Shasta was a woman of mystery. You can’t play mystery, but you did it.  How?

That’s the general struggle of playing any scene in any story because we have all the words. You don’t know what you’re going to say and you don’t know what they’re going to say next.

It’s a constant battle to seem like you don’t know what’s going to happen.  You can’t play mystery. It’s a thin line. You don’t want to play the mystery and you don’t want to be too clear either and you don’t want to be boring either.

I didn’t want to hold than cards too close to my chest so no one cares.

You think about those things when you’re driving home after work. It’s not too difficult once I walk into the role, on set or in the bubble – it quiets my mind.


Did you like working with Joaquin?

I hadn’t spent time with Joaquin before shooting. We were shooting one of the first moments and it was his coverage camera wasn’t on camera.

But I felt I had to be in the scene, watching it like an audience member and fan. Oh, no, I can’t do that again!

It’s amazing working with him, because he’s so brilliant – so generous and self-effacing and playful. It was never intimating because we were having fun.


And Paul?

With Paul it was extraordinary and surreal that I got hired by Paul. The amazing thing is his way of working finally seemed so obvious to me.

He hands his parts over to the actors and that doesn’t happen much. But I also think there is something witchy about what Paul does as a director.

It’s like there’s a radio dial on the set and he sets it to a certain station were all listening to the same station and we don’t talk about it but we feel it.

There’s something so hands off and gentle about it and yet focussed.  It felt very secure in that way. We have our separate jobs and our private interest but we’re doing but were all in it together in the same world


Joaquin said earlier that he read the book but not too much.  He wanted to be focused on his character.

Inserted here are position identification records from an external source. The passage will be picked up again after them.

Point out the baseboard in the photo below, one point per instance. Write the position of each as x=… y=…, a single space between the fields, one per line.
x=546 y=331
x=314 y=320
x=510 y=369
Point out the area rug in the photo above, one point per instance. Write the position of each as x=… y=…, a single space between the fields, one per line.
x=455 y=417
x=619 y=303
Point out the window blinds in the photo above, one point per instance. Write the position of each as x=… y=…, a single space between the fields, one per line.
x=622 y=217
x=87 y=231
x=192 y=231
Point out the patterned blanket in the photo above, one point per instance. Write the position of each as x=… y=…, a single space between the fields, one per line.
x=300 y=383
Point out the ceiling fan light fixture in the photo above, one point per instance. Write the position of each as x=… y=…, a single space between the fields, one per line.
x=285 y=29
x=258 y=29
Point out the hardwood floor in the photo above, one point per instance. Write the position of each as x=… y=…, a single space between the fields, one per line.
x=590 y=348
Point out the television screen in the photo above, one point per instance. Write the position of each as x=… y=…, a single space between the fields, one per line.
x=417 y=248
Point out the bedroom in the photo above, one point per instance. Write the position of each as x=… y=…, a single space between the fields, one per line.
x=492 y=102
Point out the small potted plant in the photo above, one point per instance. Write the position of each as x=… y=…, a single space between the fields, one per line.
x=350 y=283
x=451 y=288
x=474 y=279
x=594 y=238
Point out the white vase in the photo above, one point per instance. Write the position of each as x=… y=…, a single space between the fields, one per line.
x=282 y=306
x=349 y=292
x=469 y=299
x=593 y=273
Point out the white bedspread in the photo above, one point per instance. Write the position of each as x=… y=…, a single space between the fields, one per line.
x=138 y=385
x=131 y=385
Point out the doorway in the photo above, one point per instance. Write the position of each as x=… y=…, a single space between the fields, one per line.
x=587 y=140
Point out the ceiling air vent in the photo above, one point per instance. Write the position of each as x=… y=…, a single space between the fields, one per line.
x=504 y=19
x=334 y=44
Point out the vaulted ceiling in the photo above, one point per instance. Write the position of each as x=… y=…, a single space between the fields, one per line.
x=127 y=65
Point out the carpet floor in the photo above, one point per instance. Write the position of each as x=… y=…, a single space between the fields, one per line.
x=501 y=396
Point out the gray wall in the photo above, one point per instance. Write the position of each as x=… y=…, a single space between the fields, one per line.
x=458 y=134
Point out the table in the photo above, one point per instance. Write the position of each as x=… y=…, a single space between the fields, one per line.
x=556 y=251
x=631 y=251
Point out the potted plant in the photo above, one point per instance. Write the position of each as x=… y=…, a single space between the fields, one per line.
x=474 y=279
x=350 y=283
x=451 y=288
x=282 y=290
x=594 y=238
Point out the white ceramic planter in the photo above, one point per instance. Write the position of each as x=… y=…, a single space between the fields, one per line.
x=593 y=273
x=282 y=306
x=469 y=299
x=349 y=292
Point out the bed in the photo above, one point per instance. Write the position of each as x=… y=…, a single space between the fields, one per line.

How did you not give too much away to him and did you work at keeping him at bay?

If I don’t have to and I’m not so desperately lost and I need something from an actor and I’m not getting it so you have to talk between takes, I try not to talk about what’s happening in the scenes too much.

I don’t want to dilute the energy. You can over talk these things and it can take away from the moment. That’s what you’re trying to capture life in a bottle.

Also for me, with this particular character it felt good to have secrets so it didn’t matter which ones they were – hers or mine – but just to have the sensation of having something from myself.

You need things to make you rooted and focused because there are booms and lights and noises and trucks reversing and the clocks ticking and the suns going down.

There’s so much going on all the time so something like that can be useful to have a secret. And find Shasta when you’re ready to drop back onto it.


That scene that everyone’s talking about, that one take scene, how did you shoot it?

That scene is in the novel. It’s incredible to have that resource and you want to use it as much as you can. That was where I started.

I read and reread and reread and this incredible monologue gave me a lot of think about. In terms of whatever Paul’s ideas or Joaquin’s ideas, we didn’t talk to each other about them at all.

Three horses in our separate gates and they open and we just did it.  We trusted each other enough.  You get to find out what the scene is while the cameras rolling.

I want to be not at all aware of what the cameras are doing. I often don’t know. Most actors don’t work this way, maybe I’m missing something but I don’t know if it’s a close up or two shot.

That just makes me hyper conscious of nose hairs and you don’t want to be picky when you’re in a scene.  And Paul’s too brilliant a director to tell his actors that a scene like that would be one take.

I would have been paranoid about how I was pulling it off. I would have messed it up.  But I wasn’t freaked out about the nudity.

I wasn’t like “S**t. Monday’s coming”. I felt a responsibility to get Shasta right in every scene. She wasn’t afraid and I wasn’t afraid.  It’s a luxury when you take on the energy of the character and don’t have to work, it’s like a vacation.